Кшися теперь вставала на заре и шла в костел доминиканцев в надежде как-нибудь встретить его там и поговорить без свидетелей.

Через несколько дней она столкнулась с ним у самых ворот. Увидев ее, Кетлинг снял шляпу и стоял молча, склонив голову. Бессонница, мрачные мысли вконец измучили его, глаза впали, на висках проступила желтизна; нежное лицо его теперь казалось восковым, он напоминал Кшисе редкостный, но поникший цветок. Сердце у Кшиси обливалось кровью, и, хотя ей при ее робости любой решительный шаг был труден, она первая протянула ему руку и сказала:

— Пусть господь вас утешит, поможет забыть все печали.

Кетлинг взял ее руку, приложил к своему пылающему лбу, а потом с жаром прижал к губам, долго не отнимал ее и наконец ответил голосом, исполненным смертельной муки и отчаянья:

— Нет для меня ни утешенья, ни забвенья!..

Кшися едва сдержалась, чтобы не броситься ему на шею и не воскликнуть:

«Люблю тебя больше жизни! Твоя!» Она знала, что, стоит ей расплакаться, она непременно так и скажет, и поэтому долго молчала, сдерживая слезы. Но понемногу превозмогла себя и заговорила спокойно, хоть и быстро, чуть задыхаясь:

— Может, и полегчает тебе, коли узнаешь, что я никому не достанусь… Я иду в монастырь… Не осуждай меня, я и без того несчастна! Умоляю, поклянись, что во имя нашей любви ни одной душе не скажешь ни слова, не доверишь нашей тайны ни другу, ни брату. Это последняя моя просьба. Придет время, и ты узнаешь, почему я так поступила… Но и тогда не суди меня. А сейчас я больше ничего не скажу, я и говорить-то больше не в силах. Поклянись, дай слово, что будешь молчать, не то умру.

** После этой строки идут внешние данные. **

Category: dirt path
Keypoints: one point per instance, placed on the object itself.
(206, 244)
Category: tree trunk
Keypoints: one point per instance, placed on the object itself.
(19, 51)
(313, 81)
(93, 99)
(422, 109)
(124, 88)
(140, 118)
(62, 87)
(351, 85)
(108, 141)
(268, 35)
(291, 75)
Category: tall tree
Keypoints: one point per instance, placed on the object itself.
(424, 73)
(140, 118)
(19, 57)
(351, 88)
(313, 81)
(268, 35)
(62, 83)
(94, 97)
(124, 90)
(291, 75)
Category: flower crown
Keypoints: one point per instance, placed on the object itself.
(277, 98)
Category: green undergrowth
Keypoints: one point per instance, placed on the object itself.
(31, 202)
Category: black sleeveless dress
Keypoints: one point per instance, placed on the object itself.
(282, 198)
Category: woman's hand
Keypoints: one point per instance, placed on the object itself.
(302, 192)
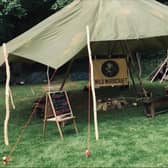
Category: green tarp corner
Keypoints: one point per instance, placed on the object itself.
(140, 24)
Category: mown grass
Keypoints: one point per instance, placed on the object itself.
(127, 137)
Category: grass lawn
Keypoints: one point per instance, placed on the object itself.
(127, 137)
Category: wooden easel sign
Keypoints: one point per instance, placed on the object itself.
(58, 109)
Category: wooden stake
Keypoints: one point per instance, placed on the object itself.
(7, 93)
(92, 84)
(11, 98)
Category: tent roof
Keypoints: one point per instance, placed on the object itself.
(58, 38)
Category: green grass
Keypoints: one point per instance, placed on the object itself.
(127, 137)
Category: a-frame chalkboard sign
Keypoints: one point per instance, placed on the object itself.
(58, 109)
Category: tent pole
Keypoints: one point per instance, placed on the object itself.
(132, 77)
(92, 84)
(166, 60)
(139, 65)
(139, 78)
(133, 65)
(67, 73)
(7, 92)
(129, 66)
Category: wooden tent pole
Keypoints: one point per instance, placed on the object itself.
(92, 84)
(139, 78)
(139, 64)
(66, 75)
(129, 66)
(7, 94)
(166, 60)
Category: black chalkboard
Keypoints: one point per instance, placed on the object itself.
(60, 102)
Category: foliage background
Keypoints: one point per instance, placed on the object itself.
(16, 16)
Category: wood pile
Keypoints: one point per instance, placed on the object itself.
(111, 103)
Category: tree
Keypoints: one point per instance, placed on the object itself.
(16, 16)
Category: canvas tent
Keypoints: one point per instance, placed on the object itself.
(139, 23)
(118, 25)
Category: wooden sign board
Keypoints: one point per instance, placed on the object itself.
(58, 109)
(110, 72)
(58, 104)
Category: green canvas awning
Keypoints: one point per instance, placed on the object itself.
(140, 24)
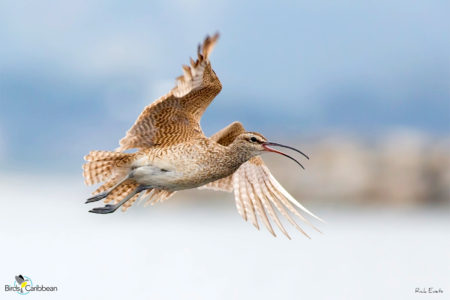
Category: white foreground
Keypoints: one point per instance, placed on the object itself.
(185, 249)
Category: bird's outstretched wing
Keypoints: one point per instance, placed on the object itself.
(174, 118)
(256, 191)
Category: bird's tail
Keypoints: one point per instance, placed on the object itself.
(105, 166)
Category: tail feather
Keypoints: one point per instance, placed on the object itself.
(121, 192)
(103, 165)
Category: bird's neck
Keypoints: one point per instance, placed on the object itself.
(238, 154)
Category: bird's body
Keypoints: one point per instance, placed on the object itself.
(173, 154)
(186, 165)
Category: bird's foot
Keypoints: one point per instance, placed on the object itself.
(107, 209)
(97, 197)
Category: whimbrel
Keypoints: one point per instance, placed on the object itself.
(174, 154)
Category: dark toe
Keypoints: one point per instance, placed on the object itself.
(96, 198)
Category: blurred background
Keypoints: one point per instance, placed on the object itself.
(363, 87)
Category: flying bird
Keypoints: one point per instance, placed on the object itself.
(173, 153)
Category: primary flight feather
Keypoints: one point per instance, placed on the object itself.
(174, 154)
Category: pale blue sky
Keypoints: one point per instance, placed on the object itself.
(74, 75)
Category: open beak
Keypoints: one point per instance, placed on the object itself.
(267, 144)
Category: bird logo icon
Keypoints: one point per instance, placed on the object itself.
(22, 282)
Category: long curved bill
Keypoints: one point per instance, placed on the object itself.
(267, 144)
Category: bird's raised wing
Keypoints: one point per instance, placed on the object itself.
(256, 191)
(175, 117)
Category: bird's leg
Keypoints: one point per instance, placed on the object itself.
(109, 208)
(105, 194)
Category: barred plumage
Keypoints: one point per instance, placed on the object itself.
(174, 154)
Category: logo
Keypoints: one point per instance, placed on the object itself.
(23, 285)
(22, 282)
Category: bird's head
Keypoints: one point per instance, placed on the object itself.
(253, 144)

— Клянусь и даю слово! — отвечал Кетлинг.

— Да вознаградит тебя господь, а он видит, как я тебе благодарна! И другим не подавай виду, пусть ни о чем не догадываются. Мне пора. Ты так добр ко мне, что я слов не нахожу. Но отныне нам придется видеться лишь на людях. Скажи мне только, ты не сердишься, не затаил обиды?… Мука — это одно, а обида — совсем, совсем другое… Помни, ты отдаешь меня богу, ему одному… Помни об этом!